A novel integrated microfluidic system for detecting and isolating PPCP-degrading microorganisms
Assistant Research Professor, Department of Environmental Health and Engineering, School of Engineering
Pharmaceuticals, personal care products, and other antimicrobial agents can help treat many different health problems. However, organic contaminants from pharmaceuticals and personal care products (PPCPs) are difficult to break down and can emerge in drinking water supplies. PPCPs can include medicines like steroids, hormones, painkillers, and compounds in soaps, lotions, sunscreen, and other personal care products – all seemly harmless products but extremely toxic to human health and the environment at the organic level. The PPCP contaminants are poorly removed from conventional drinking water treatment, thus requiring additional technologies.
A group of microorganisms, commonly called specialist microbes, can help break down PPCPs via biological degradation and help reduce the PPCPs’ presence in the environment. Microfluidic devices, or systems that involve processing and analyzing extremely tiny volumes of fluid, have the potential to quickly and easily identify the specialist microbes in both natural and engineered water systems. However, no standards have been established for using microfluidic devices for investigations in aquatic and environmental systems.

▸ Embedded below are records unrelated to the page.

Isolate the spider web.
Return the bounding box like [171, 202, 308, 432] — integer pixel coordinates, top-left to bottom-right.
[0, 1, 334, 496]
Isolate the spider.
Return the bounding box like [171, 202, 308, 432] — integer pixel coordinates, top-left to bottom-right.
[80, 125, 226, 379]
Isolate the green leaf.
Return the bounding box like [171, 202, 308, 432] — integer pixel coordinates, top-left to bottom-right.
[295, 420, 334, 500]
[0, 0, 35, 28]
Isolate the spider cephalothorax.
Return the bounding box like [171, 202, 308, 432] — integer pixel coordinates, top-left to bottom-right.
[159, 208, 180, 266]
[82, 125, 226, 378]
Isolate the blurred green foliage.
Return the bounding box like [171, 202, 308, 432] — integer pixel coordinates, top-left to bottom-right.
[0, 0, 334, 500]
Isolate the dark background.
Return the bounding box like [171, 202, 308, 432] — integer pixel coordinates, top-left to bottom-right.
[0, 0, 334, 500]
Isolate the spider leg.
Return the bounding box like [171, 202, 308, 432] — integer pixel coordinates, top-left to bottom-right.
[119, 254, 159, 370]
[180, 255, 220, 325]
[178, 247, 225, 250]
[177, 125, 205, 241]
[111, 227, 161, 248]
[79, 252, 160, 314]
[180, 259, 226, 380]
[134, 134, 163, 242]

Doctors Bouwer and Young hope to establish basic methodology and criteria for using the microfluidic systems in environmental microbiological work. With the set protocols and methods on hand, the team hopes to eliminate the long and arduous process of isolating the specialist microbes to determine their biological degradation potential in eliminating the PPCP contaminants. Not only will this process lend insight into reducing harmful emerging contaminants like PPCPs, but it will save time and costs and can be applied to thousands of existing and future compounds.